Side note: If you are not a professional and you play the stock market, the likelihood is you will get burned and you will either have a very expensive education or you wont be trading in the market directly. The market is full of sharks, and unless you have institutional type money to be able to make a market, chances are you will be eaten many times.
 
I only have 1 publicly traded stock now--an insurance company with very specific business-oriented lines where there is less risk than selling to the general population. The vast majority of our stock is private-placed bank and development projects stock which is not so easy to trade quickly sometimes, and if you do, it is hard to get back. When I used to have more traded stocks, I would sell whenever I felt there was a better opportunity in another stock. I tend to hold stocks over a longer window than most. It is something I have been thinking of getting back into, but I haven't really found an online trade site that thrills me. I want cheap trades and little to no balance requirements basically in case I need to rearrange my money for awhile.
 
Alright. So this year I broke my own rule, and bought into two individual companies (I always tell people to go for mutual funds) because I thought the industry was a future wave. Thus far (about 7-8 months) I'm up 39% on one and 28% on the other.

Anyone have a consistent strategy for either taking profits and/or pulling out the principle and taking the profit as "free stocks" that works well for them?

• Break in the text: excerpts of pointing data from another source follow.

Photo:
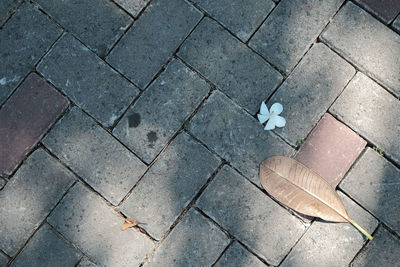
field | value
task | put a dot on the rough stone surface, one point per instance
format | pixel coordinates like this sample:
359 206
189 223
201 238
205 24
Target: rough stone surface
309 91
7 7
25 118
332 244
84 219
171 183
86 263
161 110
134 7
230 65
29 197
291 28
87 80
24 39
367 43
383 251
94 155
238 256
331 149
240 17
47 249
386 10
98 23
372 112
374 183
153 39
250 215
195 241
3 259
236 136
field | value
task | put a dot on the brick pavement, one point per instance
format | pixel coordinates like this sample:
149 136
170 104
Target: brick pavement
146 109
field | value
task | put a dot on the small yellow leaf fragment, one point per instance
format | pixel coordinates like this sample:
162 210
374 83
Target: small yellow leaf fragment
129 222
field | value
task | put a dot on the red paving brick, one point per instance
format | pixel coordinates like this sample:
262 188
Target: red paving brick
387 10
331 149
25 117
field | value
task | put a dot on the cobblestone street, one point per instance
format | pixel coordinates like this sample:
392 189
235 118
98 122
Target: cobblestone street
147 109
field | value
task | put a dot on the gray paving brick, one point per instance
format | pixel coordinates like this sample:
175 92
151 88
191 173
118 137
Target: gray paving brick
372 112
171 183
250 215
383 251
7 7
94 155
230 65
240 17
195 241
29 197
235 135
367 43
159 113
374 183
97 23
153 39
87 80
291 28
3 259
332 244
134 7
86 263
84 219
46 248
24 39
309 91
238 256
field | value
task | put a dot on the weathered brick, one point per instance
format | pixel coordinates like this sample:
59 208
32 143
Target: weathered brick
229 64
331 149
24 39
250 215
7 7
29 197
367 43
134 7
86 263
94 155
386 10
240 17
47 249
195 241
171 183
332 244
291 28
372 112
25 118
309 91
162 109
84 219
383 251
237 255
98 23
87 80
153 39
374 183
236 136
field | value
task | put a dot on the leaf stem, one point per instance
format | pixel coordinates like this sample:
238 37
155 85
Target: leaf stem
360 229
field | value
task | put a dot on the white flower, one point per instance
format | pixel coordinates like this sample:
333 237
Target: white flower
272 115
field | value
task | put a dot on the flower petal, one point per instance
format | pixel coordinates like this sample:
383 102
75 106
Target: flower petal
280 121
276 108
264 109
270 124
262 118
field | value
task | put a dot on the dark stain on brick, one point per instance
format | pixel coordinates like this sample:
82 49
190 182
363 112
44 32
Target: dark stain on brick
134 120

Tom spends a great deal of time trading stocks -- picking winners and losers. (He usually holds them too long.) But the rule of thumb he'd LIKE to live by is to start taking his principle off the table as stocks rise. (For the last two years, he's made (cash in hand) over $20,000 in profits.)

If it were a stock like AT&T? I wouldn't do that. But if it was a speculation? I would. Hopefully you do Point & Figure and Barcharts on your stocks and do your homework. That might influence your decision as well. And if I decided I wouldn't buy the stock today? I'd sell all of it.

Nice profit!!
 
Alright. So this year I broke my own rule, and bought into two individual companies (I always tell people to go for mutual funds) because I thought the industry was a future wave. Thus far (about 7-8 months) I'm up 39% on one and 28% on the other.

Anyone have a consistent strategy for either taking profits and/or pulling out the principle and taking the profit as "free stocks" that works well for them?

Just set a floor with your broker. If the stock loses, say, 10% then there is an automatic sell order generated.
 
Rule #1: Don't lose money.
Rule #2: Don't forget Rule #1.

Those two from Warren Buffet. Oh, and don't go looking for advice about your money on the internet.
This year 2013, damn near everything went up so don't think because one person brags about his or her recent success it of any value. "All ships rise in flood waters."
 
Rule #1: Don't lose money.
Rule #2: Don't forget Rule #1.

Those two from Warren Buffet. Oh, and don't go looking for advice about your money on the internet.
This year 2013, damn near everything went up so don't think because one person brags about his or her recent success it of any value. "All ships rise in flood waters."

A ship with a hole in it sinks in any level of water.